The study team from Ohio State University and the University of Michigan focused on reported prescription medicine use to estimate potential savings through therapeutic substitution, examining both overall and out-of-pocket expenditures.
“We wanted to see how much patients and society as a whole could save through the use of therapeutic substitution, in terms of both overall and out-of-pocket expenses on brand drugs, when a generic drug in the same class with the same indication was available,” lead author Michael Johansen, MD, MS, said in an Ohio State press release.
Many medical organizations oppose the promotion of therapeutic substitution, perceiving it as an attack on prescribers’ autonomy.
The recent study included drug classes that contained a brand-name drug as well as generic and/or widely accessible OTC alternatives.
Results indicate that 62.1% of patients reported using prescribed medicine between 2010 and 2012, with 31.5% prescribed one of the drug categories being studied. Overall, a branded drug from an included class was used by 16.6% respondents, while 24% used a generic and 9.1% used both.

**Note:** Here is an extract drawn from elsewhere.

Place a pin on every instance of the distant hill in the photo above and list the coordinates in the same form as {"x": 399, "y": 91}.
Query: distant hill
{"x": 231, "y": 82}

According to study authors, extra expenditures because of brand drug overuse made up 9.6% of total prescription medication costs. As for out-of-pocket expenditures between 2010 and 2012, which totaled $175 billion, the report suggests that brand drug overuse accounted for 14.1% of that.
Statins, atypical antipsychotics, proton pump inhibitors, selective serotonin reuptake inhibitors, and angiotensin receptor blockers were the drug classes topping the list of the greatest extra expenditure for brand name products, according to the study.
“There was a large amount of excess expenditure on branded drugs between 2010 and 2012 in classes that could have incorporated therapeutic substitution,” study authors write. “Although therapeutic substitution is controversial, it offers a potential mechanism to decrease drug costs if it can be implemented in a way that does not negatively affect quality of care.”